Western Union, MoneyGram (currently the target of a bidding war for acquisition), casino accounts, or even regular banks just split into dozens, if not hundreds of accounts that can be accessed anywhere in the world by an ATM card, and you have what is really a low risk, high profit criminal enterprise.
Learning HOW to think is more important than learning WHAT to think.
The good thing here is that people have apparently gotten the message to not ever pay these people. Given that they will be completely destroyed if ever caught and that there is a lot of incentive to catch them, I hope this problem will just vanish over time.
Most ACs are not even worth the keystrokes to insult them. Be generically insulted by this and ignored otherwise.
there's lots and lots of engineers in China, India & Eastern Europe without much to lose. Their economies have little to no safety net, meaning if you trip up you crash hard. This is one of those consequences of abandoning a good chunk of your population to the forces of nature and the whims of capitalism. There's talk about the US slashing aid to poor middle eastern countries and of Isis et al looking forward to it so they can move on and radicalize the desperate. On a more local scale stuff like this is why we have WIC, so we don't have millions of babies with mental and physical disorders from their developing years.
I know, I know, I'm politicizing. But the thing is like it or not politics affects everything we do. It's scary how far it's embedded in our lives and nobody likes to acknowledge it...

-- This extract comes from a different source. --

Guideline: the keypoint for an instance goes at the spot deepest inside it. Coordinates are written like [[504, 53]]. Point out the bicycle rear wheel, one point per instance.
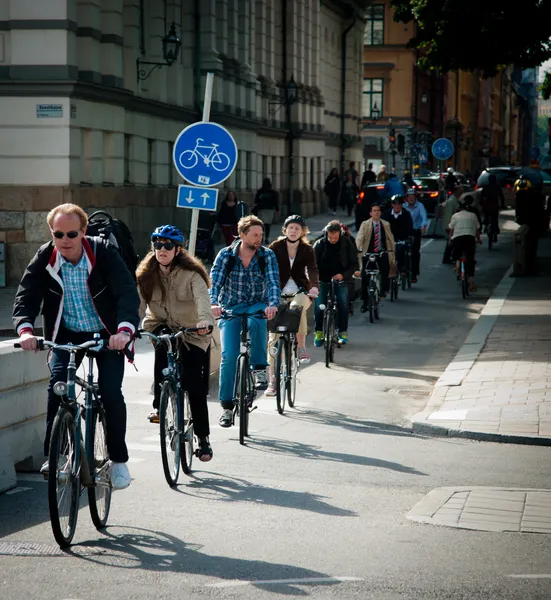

Hi! I make Firefox Plug-ins. Check 'em out @ https://addons.mozilla.org/en-US/firefox/addon/youtube-mp3-podcaster/
I think history is gonna show us that we were responsible for the Wana attack. It didn't cross my mind until I heard on NPR that Russia was the county that suffered from the attack the most- even getting into government computers. The Shadow Brokers released this trove of hacking tools a little while ago. This meant the door on using this exploit was going to start closing slowly. We also knew that hackers would take advantage of this exploit. So why wouldn't the US Govt, under the guise of a random hacker, use this exploit to garner as much info as possible on Russia while it was still possible? Remember that Obama told Russia that we would get them back, at the time and date of our choosing. And this would explain why the built in shutdown was hidden in the code- I wouldn't be surprised if that 20 something year old security researcher wasn't tipped off to register that domain name once we'd gotten access to some of Russia's infrastructure, to mitigate collateral damage to the innocent bystanders. That would explain why they "only" got $26k, if their M.O. was to make money there would have been zero reason to include a kill switch in the code.